Both sides spent the next few weeks recovering. Gen. Lee reorganized the AoNV’s leadership, sending Gen. Magruder to Galveston, Texas, and putting Gen. Lafayette McLaws in his place as division commander over Barksdale’s Mississippi Brigade and three others. As McLaws told his son in a letter, according to the 2002 history A Soldier’s General, by John C. Oeffinger:
“After every great battle there is always a long silence. Both parties are in a great measure exhausted and retire to recuperate their strength. Our army was very much worn out by the week of continued exertion against the enemy, but we had been victorious and therefore were only fatigued, we only required rest.”
Perhaps because he was writing a child, McLaws never mentioned the Rebel demoralization noted by others.
The Saturday after the Tuesday, July 1, battle, the 13th “moved all the sick that were in the camp on the York River R.R., up to the wagon yards at the Fairfield Racetracks near Richmond,” quartermaster clerk William H. Hill recorded in his diary.

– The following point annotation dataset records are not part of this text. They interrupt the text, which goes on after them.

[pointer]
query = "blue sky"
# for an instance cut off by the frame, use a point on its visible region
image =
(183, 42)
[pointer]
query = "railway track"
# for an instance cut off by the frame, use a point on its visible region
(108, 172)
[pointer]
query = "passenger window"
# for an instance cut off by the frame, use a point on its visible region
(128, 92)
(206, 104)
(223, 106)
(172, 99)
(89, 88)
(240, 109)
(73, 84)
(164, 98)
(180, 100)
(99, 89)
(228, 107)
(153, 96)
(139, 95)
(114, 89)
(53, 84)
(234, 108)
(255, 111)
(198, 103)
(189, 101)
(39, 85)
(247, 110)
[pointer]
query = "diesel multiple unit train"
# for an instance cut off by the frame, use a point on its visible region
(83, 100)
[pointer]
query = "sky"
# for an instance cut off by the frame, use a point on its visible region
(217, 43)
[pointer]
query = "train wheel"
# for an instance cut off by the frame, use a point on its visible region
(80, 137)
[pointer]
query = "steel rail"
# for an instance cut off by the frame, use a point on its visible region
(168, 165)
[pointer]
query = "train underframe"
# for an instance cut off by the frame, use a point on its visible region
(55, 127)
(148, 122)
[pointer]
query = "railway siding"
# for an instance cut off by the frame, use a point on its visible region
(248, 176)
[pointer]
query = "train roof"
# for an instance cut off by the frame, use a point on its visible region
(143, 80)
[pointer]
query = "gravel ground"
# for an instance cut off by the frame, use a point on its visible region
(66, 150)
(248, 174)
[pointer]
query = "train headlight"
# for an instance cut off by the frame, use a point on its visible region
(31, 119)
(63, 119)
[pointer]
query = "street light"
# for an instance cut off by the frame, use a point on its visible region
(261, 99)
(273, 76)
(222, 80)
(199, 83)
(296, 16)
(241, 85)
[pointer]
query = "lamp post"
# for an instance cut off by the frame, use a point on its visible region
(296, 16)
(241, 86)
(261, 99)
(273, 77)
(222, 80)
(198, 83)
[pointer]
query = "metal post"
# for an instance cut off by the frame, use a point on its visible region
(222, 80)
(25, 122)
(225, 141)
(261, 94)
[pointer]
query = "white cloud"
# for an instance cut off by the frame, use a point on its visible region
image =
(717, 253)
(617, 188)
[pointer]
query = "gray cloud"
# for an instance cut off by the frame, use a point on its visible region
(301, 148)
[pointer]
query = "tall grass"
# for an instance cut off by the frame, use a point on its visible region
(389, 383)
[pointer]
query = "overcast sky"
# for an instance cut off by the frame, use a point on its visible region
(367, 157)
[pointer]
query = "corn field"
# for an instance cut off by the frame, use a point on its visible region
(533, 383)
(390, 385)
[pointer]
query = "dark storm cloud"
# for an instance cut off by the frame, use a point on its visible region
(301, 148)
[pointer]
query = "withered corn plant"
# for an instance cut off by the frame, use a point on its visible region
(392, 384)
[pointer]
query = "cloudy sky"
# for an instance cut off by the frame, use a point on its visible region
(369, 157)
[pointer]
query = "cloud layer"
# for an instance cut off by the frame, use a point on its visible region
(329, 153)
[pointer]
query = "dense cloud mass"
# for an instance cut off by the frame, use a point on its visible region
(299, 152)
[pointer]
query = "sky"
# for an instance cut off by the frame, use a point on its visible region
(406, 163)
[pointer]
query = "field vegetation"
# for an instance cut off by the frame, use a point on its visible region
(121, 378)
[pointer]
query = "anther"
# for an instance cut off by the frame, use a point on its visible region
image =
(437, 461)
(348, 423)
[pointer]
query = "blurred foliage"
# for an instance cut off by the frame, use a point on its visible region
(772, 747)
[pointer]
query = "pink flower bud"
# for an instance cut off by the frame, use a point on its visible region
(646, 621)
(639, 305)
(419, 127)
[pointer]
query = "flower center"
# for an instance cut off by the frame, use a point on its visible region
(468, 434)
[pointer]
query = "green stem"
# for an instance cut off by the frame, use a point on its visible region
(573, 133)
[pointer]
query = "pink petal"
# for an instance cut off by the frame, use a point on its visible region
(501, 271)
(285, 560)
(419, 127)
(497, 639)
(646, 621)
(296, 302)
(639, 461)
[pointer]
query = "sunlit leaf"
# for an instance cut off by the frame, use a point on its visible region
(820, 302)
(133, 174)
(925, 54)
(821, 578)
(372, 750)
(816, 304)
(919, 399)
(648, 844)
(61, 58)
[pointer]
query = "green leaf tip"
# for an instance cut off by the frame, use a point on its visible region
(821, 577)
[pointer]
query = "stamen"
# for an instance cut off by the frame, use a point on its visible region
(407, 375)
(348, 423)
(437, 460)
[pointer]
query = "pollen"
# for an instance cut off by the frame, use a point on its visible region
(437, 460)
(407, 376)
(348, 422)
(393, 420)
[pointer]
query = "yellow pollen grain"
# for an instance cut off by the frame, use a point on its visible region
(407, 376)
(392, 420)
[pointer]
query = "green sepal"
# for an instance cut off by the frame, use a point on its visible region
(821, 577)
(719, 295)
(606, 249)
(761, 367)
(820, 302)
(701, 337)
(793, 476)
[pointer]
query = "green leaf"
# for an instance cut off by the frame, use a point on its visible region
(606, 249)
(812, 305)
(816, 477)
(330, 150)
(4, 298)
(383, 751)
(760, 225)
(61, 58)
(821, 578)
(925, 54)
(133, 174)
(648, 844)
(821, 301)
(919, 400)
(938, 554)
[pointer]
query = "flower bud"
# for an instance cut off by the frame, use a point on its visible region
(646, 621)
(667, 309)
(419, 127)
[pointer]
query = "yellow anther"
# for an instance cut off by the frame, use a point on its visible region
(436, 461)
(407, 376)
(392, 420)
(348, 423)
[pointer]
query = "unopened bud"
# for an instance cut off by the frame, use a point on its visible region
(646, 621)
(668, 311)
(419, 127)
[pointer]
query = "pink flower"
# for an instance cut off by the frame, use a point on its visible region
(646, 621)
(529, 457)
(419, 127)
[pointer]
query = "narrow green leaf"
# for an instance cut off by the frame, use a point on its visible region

The following Wednesday, July 9, Hill said the regiment moved back from Malvern Hill to their old camp along the railroad where they heard preaching on July 13 by their new chaplain, Thomas Sterling West. The next day they marched to the racetracks near Richmond to be reviewed late in the afternoon by their new division commander Gen. McLaws.
And all this time, the effects of Malvern Hill were still being felt by all. As Hill noted in his diary: “The wounded are dying very fast.”